This can be to the game's detriment. One of its finest features is a ludicrously sprawling tech tree, with each completed level offering you a choice of several upgrades, new buildings or iterative steps towards something über. The freedom is rewarding, but it can feel as though all upgrades are equal, but some upgrades are more equal than others. Ultimately, almost anything can kill almost anything given enough time, but dealing with certain types of Titan efficiently requires specific tools.

For instance, the spectral ones, evocative of Pac-Man's nemeses, can cause you a whole world of pain unless you've researched the Capacitor, an especially unusual turret in that you aim and fire its electro-death bolts manually. Trouble is, you need to have bought two or three particular previous upgrades in order to unlock it, and these don't offer especially meaty immediate benefits – and unless you've played through before, you don't know that you need the Capacitor until the ghosties are at your doorstep.

It might look all retro-cute, but in action it's a startling torrent of motion and alien death.

That said, I did make it through enough ghost-strewn levels without the Capacitor to eventually unlock it.
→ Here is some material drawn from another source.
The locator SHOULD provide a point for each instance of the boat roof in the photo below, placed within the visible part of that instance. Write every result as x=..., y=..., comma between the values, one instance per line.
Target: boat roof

Brute force can get you surprisingly far here. You'll make a dreadful mess, but you will make it. Even if you can't, failed levels can be re-tackled at lower difficulties at the expense of one of those willy-waving Medals. Revenge of the Titans can lean towards the frustrating, but in the event you simply can't man up and beat it, there's always a gentler path.

Titans has been continually honed during approximately 38 million years in beta, and it shows. It's fast and fluid and enthusiastically punishing, while forever offering clear, varied and rewarding ways in which you could maybe kick its arse this time, if only you just tried this, or this, or that. While the chunky sprite graphics might suggest something simple and straightforward, in fact it's elaborate and wound pocket-watch-tight.

The intensity rises at a careful incline, the various turrets and upgrades are tailored to be visually very similar yet immediately recognisable, and those damnable Titans behave in a spiky, murderous manner that's dramatically far from the silent, mindless march through certain death that so characterises tower defence.

Made by a couple of British guys in their spare time, you know. Well done, couple of British guys.

Revenge of the Titans is a clever, huge and charming strategy game. While the puritanical focus on retro minimalism means it might not be as rich in visual variety as its contemporaries, the breadth of the strategy coolly grants it safe harbour from the grey reaper of rinse'n'repeat boredom. With a steady trickle of new enemy types, an evolving arsenal of combinable weapons and the persistent promise of yet more new toys on the horizon, it's likely to suck away fat globules of your time before you know what's happened.

While mainstream strategy largely continues to gnaw upon the desiccated husk of Command & Conquer, and so much indie strategy simply slaps new graphics on tower defence mechanics, Revenge of the Titans is, apparently quite effortlessly, doing its own thing.